Thread: Washing machine outlet box

  1. #1
    DIY Member lottia's Avatar
    Join Date
    Dec 2007
    Location
    Seattle, Washington
    Posts
    37

    Question Washing machine outlet box

    I' m finally getting around to enclosing the dwv project you-all helped with last year, and I want to install a washing machine outlet box for the water supply/shutoff valves. The stand-pipe is separately plumbed.

    I can't find any specifications for the required height above the floor for these valves. Any suggestions?

    a
    Last edited by lottia; 09-01-2009 at 11:39 AM.

  2. #2
    Forum Admin, Expert Plumber Terry's Avatar
    Join Date
    Aug 2004
    Location
    Bothell, Washington
    Posts
    14,191
    Blog Entries
    1

    Default

    I normally set the top of the box at 48"

  3. #3
    DIY Member lottia's Avatar
    Join Date
    Dec 2007
    Location
    Seattle, Washington
    Posts
    37

    Question

    Problem: A window in the vicinity of the housing requires that the outlet box top out no more than 39" above floor level. This would center the faucet opening at 34" above the floor.
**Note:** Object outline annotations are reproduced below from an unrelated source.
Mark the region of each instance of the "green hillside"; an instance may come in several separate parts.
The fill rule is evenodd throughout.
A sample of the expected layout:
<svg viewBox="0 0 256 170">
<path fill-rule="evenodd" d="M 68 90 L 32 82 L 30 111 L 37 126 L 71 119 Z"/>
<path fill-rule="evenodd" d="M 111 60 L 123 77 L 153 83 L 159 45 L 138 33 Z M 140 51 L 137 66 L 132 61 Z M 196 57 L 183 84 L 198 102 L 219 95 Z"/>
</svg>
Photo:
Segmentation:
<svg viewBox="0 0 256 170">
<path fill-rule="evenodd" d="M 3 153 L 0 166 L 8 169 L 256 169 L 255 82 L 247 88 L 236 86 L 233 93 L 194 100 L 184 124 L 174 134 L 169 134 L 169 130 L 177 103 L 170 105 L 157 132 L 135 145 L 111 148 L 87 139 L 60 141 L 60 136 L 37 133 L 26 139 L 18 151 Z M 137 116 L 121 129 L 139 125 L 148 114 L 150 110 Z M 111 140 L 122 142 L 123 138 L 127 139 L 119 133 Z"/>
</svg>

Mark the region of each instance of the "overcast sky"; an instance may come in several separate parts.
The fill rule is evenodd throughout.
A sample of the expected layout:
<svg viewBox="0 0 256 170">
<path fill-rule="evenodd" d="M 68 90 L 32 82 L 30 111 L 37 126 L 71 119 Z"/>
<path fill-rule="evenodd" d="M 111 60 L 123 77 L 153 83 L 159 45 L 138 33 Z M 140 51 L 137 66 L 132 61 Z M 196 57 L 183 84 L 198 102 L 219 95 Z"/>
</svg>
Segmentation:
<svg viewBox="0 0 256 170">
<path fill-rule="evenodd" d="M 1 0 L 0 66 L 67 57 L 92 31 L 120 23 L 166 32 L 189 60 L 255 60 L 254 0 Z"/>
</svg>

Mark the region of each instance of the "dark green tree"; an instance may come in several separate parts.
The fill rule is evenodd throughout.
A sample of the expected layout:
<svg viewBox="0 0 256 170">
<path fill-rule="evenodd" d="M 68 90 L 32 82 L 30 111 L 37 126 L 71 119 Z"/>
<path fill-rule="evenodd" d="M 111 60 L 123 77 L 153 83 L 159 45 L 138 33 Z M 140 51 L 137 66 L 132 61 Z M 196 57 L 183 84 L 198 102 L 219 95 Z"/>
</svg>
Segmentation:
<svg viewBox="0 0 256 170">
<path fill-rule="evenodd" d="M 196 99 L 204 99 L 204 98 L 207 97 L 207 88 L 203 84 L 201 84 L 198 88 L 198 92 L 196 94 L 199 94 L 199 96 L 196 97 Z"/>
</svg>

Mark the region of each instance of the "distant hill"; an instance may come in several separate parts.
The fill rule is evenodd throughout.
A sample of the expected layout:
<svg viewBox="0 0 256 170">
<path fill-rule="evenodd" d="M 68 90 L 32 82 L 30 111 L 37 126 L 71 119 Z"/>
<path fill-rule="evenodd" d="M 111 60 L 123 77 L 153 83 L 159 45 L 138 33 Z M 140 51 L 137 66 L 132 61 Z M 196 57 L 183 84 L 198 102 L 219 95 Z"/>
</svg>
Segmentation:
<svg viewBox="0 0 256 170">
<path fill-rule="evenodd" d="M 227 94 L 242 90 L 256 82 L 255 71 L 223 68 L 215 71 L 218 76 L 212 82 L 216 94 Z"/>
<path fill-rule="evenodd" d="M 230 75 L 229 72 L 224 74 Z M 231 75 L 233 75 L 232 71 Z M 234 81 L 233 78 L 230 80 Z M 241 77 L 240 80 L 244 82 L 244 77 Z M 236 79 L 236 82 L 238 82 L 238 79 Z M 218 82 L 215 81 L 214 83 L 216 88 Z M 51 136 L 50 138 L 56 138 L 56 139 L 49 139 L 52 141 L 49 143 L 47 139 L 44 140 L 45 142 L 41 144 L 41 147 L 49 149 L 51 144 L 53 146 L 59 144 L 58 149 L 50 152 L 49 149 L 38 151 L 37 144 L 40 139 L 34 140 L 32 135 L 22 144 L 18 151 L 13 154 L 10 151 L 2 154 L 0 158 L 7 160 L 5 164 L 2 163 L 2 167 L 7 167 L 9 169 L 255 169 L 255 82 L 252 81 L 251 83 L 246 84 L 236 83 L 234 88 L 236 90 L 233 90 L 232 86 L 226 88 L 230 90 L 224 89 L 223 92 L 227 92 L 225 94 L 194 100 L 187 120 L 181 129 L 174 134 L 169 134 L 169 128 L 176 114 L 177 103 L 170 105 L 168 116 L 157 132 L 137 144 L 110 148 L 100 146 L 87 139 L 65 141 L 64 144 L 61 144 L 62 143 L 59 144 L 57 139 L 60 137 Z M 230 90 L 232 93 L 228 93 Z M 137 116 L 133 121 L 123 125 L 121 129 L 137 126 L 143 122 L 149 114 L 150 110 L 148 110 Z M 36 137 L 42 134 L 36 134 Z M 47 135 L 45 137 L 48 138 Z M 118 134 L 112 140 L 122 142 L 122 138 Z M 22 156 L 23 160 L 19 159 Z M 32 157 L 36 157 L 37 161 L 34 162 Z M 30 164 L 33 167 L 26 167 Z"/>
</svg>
    The washing machine inlet connections are centered at 33". I understand why the standpipe for the drain needs to be at a certain elevation, but I'm not clear on why the faucets must be above the inlets on the washer.

    Time for Plan B?
    Last edited by lottia; 09-01-2009 at 12:04 PM.

  4. #4
    Forum Admin, Expert Plumber Terry's Avatar
    Join Date
    Aug 2004
    Location
    Bothell, Washington
    Posts
    14,191
    Blog Entries
    1

    Default

    The faucets can be anywhere.

    The only reason I said 48", is it puts the box above the back of the machine, and drywall is at 48", I kill two birds with one stone.

    No standpipe receptor for any clotheswasher shall extend more then 30" inches nor less then 18" inches above it's trap.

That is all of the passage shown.